Harvard’s offense also benefits from players who can create their own shots when the shot clock is winding down or the inside-out strategy stalls. Entering the season, the Crimson expected that kind of output from Aiken and Towns, who had led the team in scoring as freshmen. At first, it looked like the sophomores were ready to produce: Towns led the team with 20 points in the season-opener against MIT, and, two days later, Aiken had a career-high 30 points against UMass.

But during much of non-conference play, Harvard couldn’t depend on that kind of scoring. Prior to this weekend, Aiken had missed six of the prior seven games with a knee injury. For his part, Towns has had some outstanding games (25 points at Kentucky, 26 at Dartmouth, and 20 at Wofford), but also some duds (5 points against UMass, 2 at Northeastern, and 9 at Fordham). “He’s got to be better for us,” Amaker said of Towns after the Northeastern game, “if we’re going to have the kind of team we’re supposed to have.”

Against Brown on Saturday, both players excelled. After looking rusty against Yale, Aiken repeatedly got to the basket and drew shooting fouls; he made 11 of 12 free throw attempts to score 18 points. Meanwhile, Towns—whom Amaker challenged to play more efficiently at halftime—scored a career-high 30 points on a versatile range of outside shots, dunks, and drives.

Towns and Aiken will not combine for 48 points every night, but their potential adds to the pressure on opposing defenses.

Mettle and Toughness

Entering this weekend, Harvard had won just two of 10 road games.
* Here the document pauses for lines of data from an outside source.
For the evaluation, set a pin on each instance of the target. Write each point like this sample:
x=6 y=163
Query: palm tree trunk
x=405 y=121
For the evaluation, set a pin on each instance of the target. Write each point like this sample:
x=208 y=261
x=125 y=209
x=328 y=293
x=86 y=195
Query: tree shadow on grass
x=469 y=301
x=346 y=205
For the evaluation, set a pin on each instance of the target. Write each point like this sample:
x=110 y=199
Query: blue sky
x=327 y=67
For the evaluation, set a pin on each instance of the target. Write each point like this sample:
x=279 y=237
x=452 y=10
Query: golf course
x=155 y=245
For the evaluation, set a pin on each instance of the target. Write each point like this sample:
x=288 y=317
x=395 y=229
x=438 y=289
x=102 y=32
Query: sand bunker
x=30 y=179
To some extent, this was the result of visiting some very good teams, principally Kentucky and Minnesota. Yet the Crimson had also dropped winnable contests, such as a pair of 73-69 losses at Holy Cross and Manhattan—suggesting that a team that starts four sophomores might not have the poise to succeed in hostile environments.

This weekend offered a hopeful rejoinder. Yale’s Lee Amphitheater boasts a raucous student section pressed up against the court, and the arena was nearly filled on Friday. Unfazed, Harvard jumped out to a 27-11 lead and maintained its poise down the stretch—making five of its final seven free-throw attempts—to seal the victory.
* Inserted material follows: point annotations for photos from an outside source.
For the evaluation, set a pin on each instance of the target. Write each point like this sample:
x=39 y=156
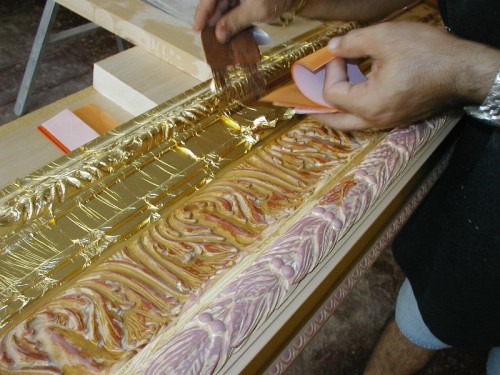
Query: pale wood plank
x=138 y=81
x=163 y=35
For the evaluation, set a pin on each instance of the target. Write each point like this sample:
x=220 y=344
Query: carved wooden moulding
x=161 y=246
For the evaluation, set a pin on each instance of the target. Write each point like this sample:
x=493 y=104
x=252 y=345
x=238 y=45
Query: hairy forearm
x=352 y=10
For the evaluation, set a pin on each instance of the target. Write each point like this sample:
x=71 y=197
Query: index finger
x=204 y=11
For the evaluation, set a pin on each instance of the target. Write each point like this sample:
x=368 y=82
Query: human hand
x=418 y=71
x=231 y=16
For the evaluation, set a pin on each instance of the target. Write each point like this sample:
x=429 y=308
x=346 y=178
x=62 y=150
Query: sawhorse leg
x=42 y=38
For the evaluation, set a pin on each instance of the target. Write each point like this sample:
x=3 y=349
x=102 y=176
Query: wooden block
x=138 y=81
x=163 y=35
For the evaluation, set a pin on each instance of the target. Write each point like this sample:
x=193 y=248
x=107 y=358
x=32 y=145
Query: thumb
x=339 y=92
x=234 y=21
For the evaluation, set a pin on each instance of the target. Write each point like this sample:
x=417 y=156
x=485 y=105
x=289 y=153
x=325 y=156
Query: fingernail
x=333 y=44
Brown’s Pizzitola Sports Center was the site of the backend of Harvard’s first back-to-back Ivy road games. Some argue that the league title is won or lost on Saturdays, when many teams fade from the intensity of the weekend’s games—particularly road teams, which have to navigate long bus trips on Friday nights. But Harvard showed no signs of a letdown, sprinting to a 13-0 advantage and holding steady when Brown closed the deficit to one and five points late in the first and second halves, respectively.
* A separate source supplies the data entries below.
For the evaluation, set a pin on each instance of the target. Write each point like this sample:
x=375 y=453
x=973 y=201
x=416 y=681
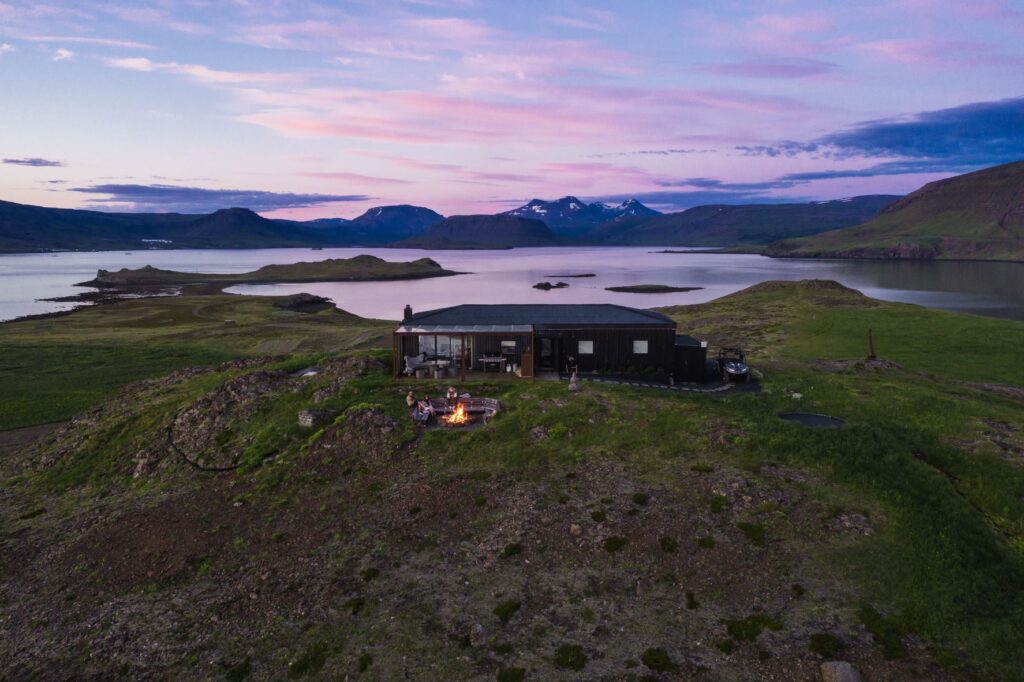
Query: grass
x=570 y=656
x=658 y=661
x=944 y=563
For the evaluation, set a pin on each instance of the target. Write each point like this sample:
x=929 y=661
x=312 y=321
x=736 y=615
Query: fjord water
x=507 y=276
It is concerning that the Crimson seem to have trouble sustaining big leads (last weekend, the Crimson led Dartmouth by as much as 17 points, but the game ended up going to overtime). Still, Harvard has found ways to win all three games on the road, withstanding opponents’ comebacks. The Crimson will need to show that mettle again next weekend when it travels to Columbia and Cornell for its longest road trip of the Ivy season.

Women’s Basketball Update

The women’s basketball team also won both of its games this weekend, steamrolling Yale 97-73 on Friday and winning a thriller 87-85 over Brown on Saturday. The Crimson (11-6 overall, 3-1 Ivy) were led by Taylor Rooks ’18, who scored 22 points against Yale and had a career-high 24 points against Brown. Point guard Katie Benzan ’20 also excelled, scoring 21 points against the Bears on the strength of six three-pointers. Head coach Kathy Delaney-Smith’s squad will host Columbia and Cornell next weekend.